彼はまたジェームズ・レッドフィールドによる人気のニューエイジ思想書『The Celestine Prophecy』(邦題『聖なる予言』角川書店 )に深く傾倒し、神秘的なエネルギーフィールドの存在と、振動を利用して人生を変えより高い次元に上がることに強い関心を抱いていたという。
すっかり“スピリチュアル”な人物になってしまった当時のクレイマーだが、1995年2月に彼と一緒にハイキングに行った妻のジェニファーは次のように振り返っている。
「私たちは我が家のそばの丘の頂上までハイキングに行きました。頂上から下を見渡せば、私たちが住んでいる街全体を見ることができます。近くの大学に属する丘の上には十字架がありました。そして彼は十字架を指さし『ほら、ハニー、私たちの家はこの十字架の道にある』と言いました。彼は日常生活のすべてに神聖な意味を見いだしていたのです」(ジェニファー)
このハイキングの翌日にあたる1995年2月12日、クレイマーは自動車を運転して義父を訪ね、その後、ロサンゼルス国際空港へ取引先の投資家であるグレッグ・マティーニとその夫人を迎えに行った。
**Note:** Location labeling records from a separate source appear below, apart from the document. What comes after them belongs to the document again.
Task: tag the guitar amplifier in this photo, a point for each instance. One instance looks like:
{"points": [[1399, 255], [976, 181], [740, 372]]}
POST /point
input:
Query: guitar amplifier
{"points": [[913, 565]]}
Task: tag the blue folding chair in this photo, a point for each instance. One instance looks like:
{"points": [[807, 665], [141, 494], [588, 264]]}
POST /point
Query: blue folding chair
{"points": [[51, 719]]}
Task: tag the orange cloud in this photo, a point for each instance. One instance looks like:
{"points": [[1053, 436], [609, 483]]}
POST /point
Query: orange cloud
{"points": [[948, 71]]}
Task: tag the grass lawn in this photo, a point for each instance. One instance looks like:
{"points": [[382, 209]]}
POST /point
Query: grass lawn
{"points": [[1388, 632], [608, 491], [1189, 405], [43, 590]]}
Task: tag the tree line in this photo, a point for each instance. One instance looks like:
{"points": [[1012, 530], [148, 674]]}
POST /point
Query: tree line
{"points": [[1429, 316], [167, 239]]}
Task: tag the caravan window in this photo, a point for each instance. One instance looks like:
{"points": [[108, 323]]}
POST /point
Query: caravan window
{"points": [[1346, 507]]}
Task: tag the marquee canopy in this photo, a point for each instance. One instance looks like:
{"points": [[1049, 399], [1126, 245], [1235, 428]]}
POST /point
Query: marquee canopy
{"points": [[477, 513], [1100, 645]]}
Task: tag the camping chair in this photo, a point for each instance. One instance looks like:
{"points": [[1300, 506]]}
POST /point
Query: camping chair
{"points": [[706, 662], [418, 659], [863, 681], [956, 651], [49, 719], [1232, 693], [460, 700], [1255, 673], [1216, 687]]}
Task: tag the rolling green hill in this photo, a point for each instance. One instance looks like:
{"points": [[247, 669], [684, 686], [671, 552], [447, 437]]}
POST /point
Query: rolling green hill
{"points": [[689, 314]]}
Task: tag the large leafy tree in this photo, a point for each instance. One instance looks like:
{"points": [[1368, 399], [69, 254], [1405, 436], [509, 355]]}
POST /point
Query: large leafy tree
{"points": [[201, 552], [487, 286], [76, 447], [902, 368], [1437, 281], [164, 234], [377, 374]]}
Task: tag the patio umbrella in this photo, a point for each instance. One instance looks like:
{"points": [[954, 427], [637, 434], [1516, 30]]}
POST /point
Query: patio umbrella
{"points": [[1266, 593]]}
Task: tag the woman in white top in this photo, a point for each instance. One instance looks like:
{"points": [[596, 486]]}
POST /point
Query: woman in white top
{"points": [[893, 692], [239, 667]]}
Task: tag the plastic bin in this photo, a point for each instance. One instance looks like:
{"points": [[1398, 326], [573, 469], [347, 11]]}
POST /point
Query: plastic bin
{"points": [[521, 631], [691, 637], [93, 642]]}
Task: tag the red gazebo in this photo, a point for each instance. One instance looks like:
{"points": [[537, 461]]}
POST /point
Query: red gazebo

夫妻の乗った旅客機が到着するずいぶん前に空港に到着したクレイマーは妻、仕事仲間、元アイアンバタフライのドラマーで親友のロン・ブッシーなど、さまざまな人々に合計17回もの電話をかけたことが通話記録から判明している。
電話を受けた者によれば、クレイマーは泣いていたようであり、強いストレスと恐怖を感じているようであったという。
その後のクレイマーの言動も不可解で、マティーニ夫妻をここで迎えずに後に夫妻が泊まるホテルに会いに行くと言ってみたり、妻には「大きな驚きがある」とほのめかし、自殺をするつもりであると口にしたり、O・J・シンプソンは無実であると主張したりしていたのである。そしてその後、クレイマーの消息はプッツリと途絶えることになる。